When the pandemic hit, and COVID-19 infiltrated Toronto’s shelter system, the city set up isolation centres in hotels, where those experiencing homelessness can safety self-isolate and recover.
But how well are these isolation sites working? Are there any unintended harms? And what can be done to improve them?
These are among the questions that a team of scientists and community partners is probing as part of a collaborative and urgent effort to improve the lives of those on the margins, who have been hit hardest by the pandemic.
“What we’ve learned during the past few months is that the current context within the pandemic often makes people who are already marginalized even more marginalized,” said Dr. Michelle Firestone, a scientist at MAP Centre for Urban Health Solutions, which is leading the project.
“It exacerbates a lot of the preexisting or systemic issues a lot of communities face.”
Dr.

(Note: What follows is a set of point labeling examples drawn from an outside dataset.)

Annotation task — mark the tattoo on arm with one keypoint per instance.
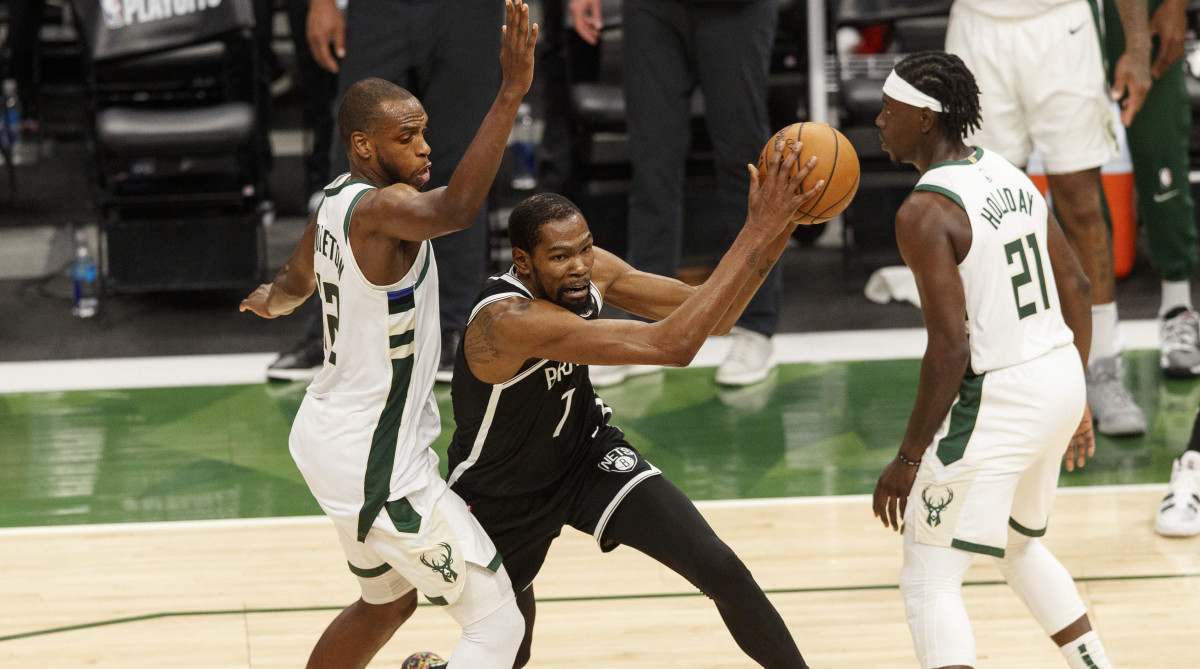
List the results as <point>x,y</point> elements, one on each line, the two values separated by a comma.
<point>478,345</point>
<point>766,267</point>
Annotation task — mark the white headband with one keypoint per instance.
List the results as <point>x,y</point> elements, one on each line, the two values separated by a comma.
<point>903,91</point>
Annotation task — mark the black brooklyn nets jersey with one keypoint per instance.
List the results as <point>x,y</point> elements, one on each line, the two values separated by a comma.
<point>521,435</point>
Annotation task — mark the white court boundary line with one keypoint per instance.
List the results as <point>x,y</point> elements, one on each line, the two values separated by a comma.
<point>251,368</point>
<point>307,520</point>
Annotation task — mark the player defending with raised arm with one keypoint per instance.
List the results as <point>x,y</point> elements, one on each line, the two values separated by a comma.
<point>363,434</point>
<point>1001,391</point>
<point>533,450</point>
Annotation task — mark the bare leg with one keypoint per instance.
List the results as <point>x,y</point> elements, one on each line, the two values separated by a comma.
<point>1072,632</point>
<point>358,633</point>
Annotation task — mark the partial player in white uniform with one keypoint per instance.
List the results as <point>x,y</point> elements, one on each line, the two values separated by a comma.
<point>1041,73</point>
<point>1001,393</point>
<point>361,437</point>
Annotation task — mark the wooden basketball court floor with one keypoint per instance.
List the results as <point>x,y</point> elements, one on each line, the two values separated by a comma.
<point>150,517</point>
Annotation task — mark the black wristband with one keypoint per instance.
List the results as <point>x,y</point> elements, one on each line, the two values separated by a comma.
<point>907,460</point>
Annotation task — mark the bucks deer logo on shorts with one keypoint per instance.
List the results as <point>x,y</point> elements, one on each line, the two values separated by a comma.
<point>936,500</point>
<point>618,459</point>
<point>443,567</point>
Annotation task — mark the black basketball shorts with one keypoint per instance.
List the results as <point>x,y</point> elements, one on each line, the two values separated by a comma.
<point>523,526</point>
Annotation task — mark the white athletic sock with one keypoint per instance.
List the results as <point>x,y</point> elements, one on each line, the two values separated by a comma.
<point>1104,332</point>
<point>1086,652</point>
<point>1175,294</point>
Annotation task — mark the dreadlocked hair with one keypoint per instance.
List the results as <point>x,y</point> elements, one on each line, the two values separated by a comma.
<point>947,79</point>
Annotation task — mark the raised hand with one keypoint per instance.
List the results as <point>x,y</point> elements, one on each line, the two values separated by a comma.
<point>774,196</point>
<point>257,302</point>
<point>1083,444</point>
<point>325,32</point>
<point>516,49</point>
<point>587,19</point>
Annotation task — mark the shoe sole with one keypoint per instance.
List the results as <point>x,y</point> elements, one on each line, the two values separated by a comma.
<point>1180,372</point>
<point>292,374</point>
<point>744,380</point>
<point>1176,531</point>
<point>1121,433</point>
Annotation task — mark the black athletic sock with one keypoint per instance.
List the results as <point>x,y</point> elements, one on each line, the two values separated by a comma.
<point>659,520</point>
<point>1194,443</point>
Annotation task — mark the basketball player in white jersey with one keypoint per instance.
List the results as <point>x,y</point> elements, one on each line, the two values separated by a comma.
<point>361,437</point>
<point>533,450</point>
<point>1001,392</point>
<point>1041,73</point>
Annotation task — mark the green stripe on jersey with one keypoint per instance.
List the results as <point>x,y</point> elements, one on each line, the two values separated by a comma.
<point>403,338</point>
<point>401,305</point>
<point>942,191</point>
<point>975,157</point>
<point>963,419</point>
<point>425,270</point>
<point>349,211</point>
<point>377,482</point>
<point>977,548</point>
<point>336,190</point>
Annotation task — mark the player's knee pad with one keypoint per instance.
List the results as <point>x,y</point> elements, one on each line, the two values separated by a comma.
<point>492,640</point>
<point>931,585</point>
<point>1041,582</point>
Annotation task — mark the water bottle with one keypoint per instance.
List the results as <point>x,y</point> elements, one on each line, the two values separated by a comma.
<point>84,284</point>
<point>525,150</point>
<point>11,138</point>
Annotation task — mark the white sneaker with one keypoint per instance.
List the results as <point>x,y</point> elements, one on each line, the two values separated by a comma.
<point>751,357</point>
<point>315,202</point>
<point>604,375</point>
<point>1180,512</point>
<point>1179,342</point>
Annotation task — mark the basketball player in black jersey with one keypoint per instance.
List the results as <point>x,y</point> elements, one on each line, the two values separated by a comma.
<point>533,450</point>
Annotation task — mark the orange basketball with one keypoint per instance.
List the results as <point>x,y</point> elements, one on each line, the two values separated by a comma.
<point>837,164</point>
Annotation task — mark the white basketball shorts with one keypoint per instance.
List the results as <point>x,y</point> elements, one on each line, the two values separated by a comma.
<point>1042,84</point>
<point>995,460</point>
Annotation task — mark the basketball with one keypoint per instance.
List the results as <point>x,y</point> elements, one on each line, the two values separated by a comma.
<point>424,661</point>
<point>837,164</point>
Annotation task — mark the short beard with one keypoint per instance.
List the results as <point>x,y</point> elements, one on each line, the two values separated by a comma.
<point>581,308</point>
<point>395,176</point>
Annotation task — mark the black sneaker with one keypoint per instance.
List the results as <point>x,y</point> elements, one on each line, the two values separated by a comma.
<point>300,363</point>
<point>450,339</point>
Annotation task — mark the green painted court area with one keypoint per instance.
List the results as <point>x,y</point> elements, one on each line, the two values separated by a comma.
<point>216,452</point>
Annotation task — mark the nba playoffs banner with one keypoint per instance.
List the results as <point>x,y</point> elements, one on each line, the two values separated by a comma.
<point>121,28</point>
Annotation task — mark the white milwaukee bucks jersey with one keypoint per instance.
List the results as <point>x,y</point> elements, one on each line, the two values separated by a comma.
<point>1015,8</point>
<point>1013,312</point>
<point>364,431</point>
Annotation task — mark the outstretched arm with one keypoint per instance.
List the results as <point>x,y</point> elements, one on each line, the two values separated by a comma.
<point>292,285</point>
<point>1170,25</point>
<point>504,335</point>
<point>1131,78</point>
<point>401,212</point>
<point>645,295</point>
<point>925,228</point>
<point>1075,299</point>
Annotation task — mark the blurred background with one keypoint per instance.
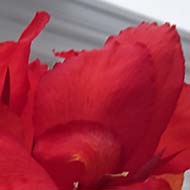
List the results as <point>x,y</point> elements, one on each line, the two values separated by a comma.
<point>85,24</point>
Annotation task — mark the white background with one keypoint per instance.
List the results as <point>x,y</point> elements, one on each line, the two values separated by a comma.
<point>175,11</point>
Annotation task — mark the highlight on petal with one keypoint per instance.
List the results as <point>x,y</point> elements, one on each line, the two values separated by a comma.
<point>81,152</point>
<point>108,86</point>
<point>18,171</point>
<point>163,43</point>
<point>176,137</point>
<point>14,57</point>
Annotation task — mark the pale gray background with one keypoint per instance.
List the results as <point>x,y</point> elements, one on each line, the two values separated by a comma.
<point>82,24</point>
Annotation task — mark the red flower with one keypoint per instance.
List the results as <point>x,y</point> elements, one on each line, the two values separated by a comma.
<point>104,119</point>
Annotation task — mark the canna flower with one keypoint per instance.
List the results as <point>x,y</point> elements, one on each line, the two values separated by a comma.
<point>114,118</point>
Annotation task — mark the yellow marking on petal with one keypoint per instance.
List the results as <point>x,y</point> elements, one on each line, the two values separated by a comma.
<point>175,180</point>
<point>123,174</point>
<point>75,185</point>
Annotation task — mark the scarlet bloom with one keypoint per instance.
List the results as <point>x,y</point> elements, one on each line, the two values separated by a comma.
<point>115,118</point>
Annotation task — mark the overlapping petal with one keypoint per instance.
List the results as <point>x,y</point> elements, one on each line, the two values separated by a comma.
<point>163,43</point>
<point>35,72</point>
<point>104,86</point>
<point>150,184</point>
<point>176,137</point>
<point>18,171</point>
<point>14,57</point>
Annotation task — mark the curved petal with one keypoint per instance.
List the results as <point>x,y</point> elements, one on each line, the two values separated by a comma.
<point>176,137</point>
<point>107,86</point>
<point>14,56</point>
<point>78,152</point>
<point>18,171</point>
<point>149,184</point>
<point>175,181</point>
<point>163,43</point>
<point>35,72</point>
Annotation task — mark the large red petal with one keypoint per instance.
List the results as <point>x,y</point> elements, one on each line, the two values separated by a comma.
<point>80,152</point>
<point>163,43</point>
<point>108,86</point>
<point>14,56</point>
<point>176,138</point>
<point>18,171</point>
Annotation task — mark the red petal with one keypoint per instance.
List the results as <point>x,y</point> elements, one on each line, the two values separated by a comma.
<point>35,71</point>
<point>11,124</point>
<point>150,184</point>
<point>163,43</point>
<point>80,151</point>
<point>177,136</point>
<point>18,171</point>
<point>108,86</point>
<point>15,57</point>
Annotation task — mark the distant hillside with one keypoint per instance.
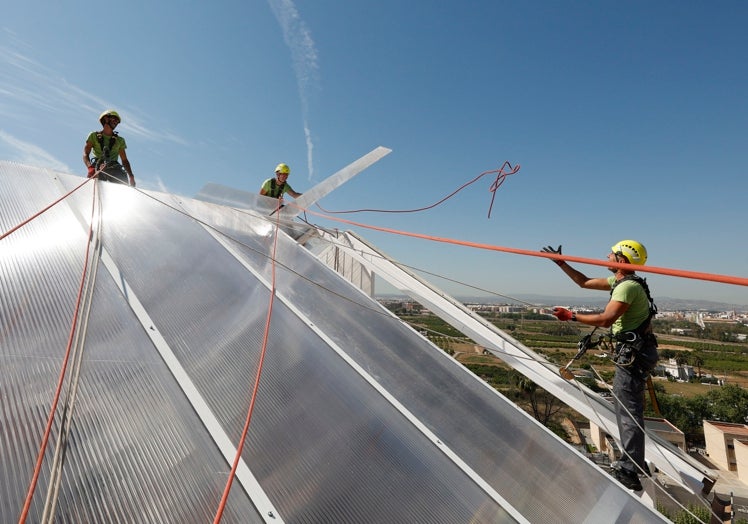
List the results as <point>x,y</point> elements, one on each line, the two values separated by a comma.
<point>663,303</point>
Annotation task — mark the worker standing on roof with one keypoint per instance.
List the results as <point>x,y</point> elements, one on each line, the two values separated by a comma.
<point>628,313</point>
<point>107,146</point>
<point>276,187</point>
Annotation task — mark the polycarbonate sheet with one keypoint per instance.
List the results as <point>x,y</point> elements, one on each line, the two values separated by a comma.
<point>311,409</point>
<point>324,443</point>
<point>135,451</point>
<point>518,457</point>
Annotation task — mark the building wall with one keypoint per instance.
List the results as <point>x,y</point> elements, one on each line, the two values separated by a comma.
<point>741,458</point>
<point>716,447</point>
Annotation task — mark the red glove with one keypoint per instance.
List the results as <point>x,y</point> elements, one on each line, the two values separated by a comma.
<point>563,314</point>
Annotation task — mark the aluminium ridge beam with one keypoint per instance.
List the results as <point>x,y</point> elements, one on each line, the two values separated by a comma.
<point>524,360</point>
<point>314,194</point>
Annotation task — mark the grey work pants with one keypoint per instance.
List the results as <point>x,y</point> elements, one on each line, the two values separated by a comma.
<point>628,388</point>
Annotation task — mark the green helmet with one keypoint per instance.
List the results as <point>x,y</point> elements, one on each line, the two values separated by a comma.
<point>634,252</point>
<point>109,112</point>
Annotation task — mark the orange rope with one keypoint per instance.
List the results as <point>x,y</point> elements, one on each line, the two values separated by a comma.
<point>500,177</point>
<point>265,336</point>
<point>725,279</point>
<point>61,379</point>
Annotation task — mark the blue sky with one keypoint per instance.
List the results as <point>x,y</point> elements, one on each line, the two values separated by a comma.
<point>629,119</point>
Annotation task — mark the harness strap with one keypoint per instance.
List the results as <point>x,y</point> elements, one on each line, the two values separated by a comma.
<point>276,189</point>
<point>644,326</point>
<point>106,149</point>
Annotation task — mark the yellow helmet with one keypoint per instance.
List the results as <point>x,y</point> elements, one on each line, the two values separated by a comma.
<point>634,252</point>
<point>109,112</point>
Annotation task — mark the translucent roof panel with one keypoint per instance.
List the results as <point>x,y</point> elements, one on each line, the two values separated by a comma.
<point>357,418</point>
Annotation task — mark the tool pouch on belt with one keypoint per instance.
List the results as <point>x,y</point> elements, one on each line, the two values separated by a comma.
<point>636,351</point>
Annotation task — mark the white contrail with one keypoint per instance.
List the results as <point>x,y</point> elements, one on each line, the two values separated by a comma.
<point>298,38</point>
<point>28,153</point>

Ahmed Bayoumi, a scientist at MAP and Firestone’s coprincipal investigator of the project, said it grew out of the need to “think broadly about how the pandemic response, in particular, was having an effect on the lives of people in the communities we work with.”
“We recognize that COVID is going to be with us for a while — certainly for the rest of this year and into next year,” he said. “We’re looking at programs that have been initiated … to try and learn from that, in terms of how can we move forward to both improve current responses but also inform future responses.”
Which programs are you evaluating? Researchers are looking at several supports that have emerged during the pandemic for people experiencing homelessness. These include the COVID recovery hotels, a substance use harm-reduction program within those hotels, as well as a mobile outreach initiative serving the encampments that have sprung up in parks across the city.
At the same time, the team is evaluating the impact of the disappearance of programs due to the pandemic, such as a trailer located in the parking lot of the Toronto South Detention Centre, which provided reintegration supports to inmates after their release. The trailer closed because physical distancing wasn’t possible.
Also on the list are services that provide counselling and transitional housing supports to women and children experiencing violence, and an initiative that was developed to guide the response to COVID-19 for people with developmental disabilities.
Additional programs will be selected for a second phase of the project, which is slated to start in the fall or early winter.
How will you measure the effectiveness of these programs? Work is underway to develop a framework for evaluation, and to put together mini-teams to head the research into the six programs, Firestone said.
“We’re going to be asking, and kind of leaning on our academic and community partners, to help us with each of these evaluations,” she said. “We hope they will be sort of co-led by community and researchers, as well as people with lived experience and peer researchers as well.” Recommendations for improvement will be based on surveys and interviews with those who use these programs and deliver these services.
When will you share your recommendations? The team plans to make public its recommendations for each program as soon as the evaluation is complete.
“We don’t want this to be an academic exercise where we come up with recommendations long after they’ve been useful,” Bayoumi said. “So we are trying to work very fast, and to work closely with the communities in order to to make sure that the recommendations are potentially actionable.”
What’s the biggest obstacle you face? “I think the biggest obstacle going forward is actually going to be how we think about moving those recommendations into practice or into policy,” Bayoumi said. “We want to make recommendations that are actionable, but sometimes the ability to act on those is so constrained by political and financial forces.”
“We want to make recommendations that are actionable, but sometimes the ability to act on those is so constrained by political and financial forces.”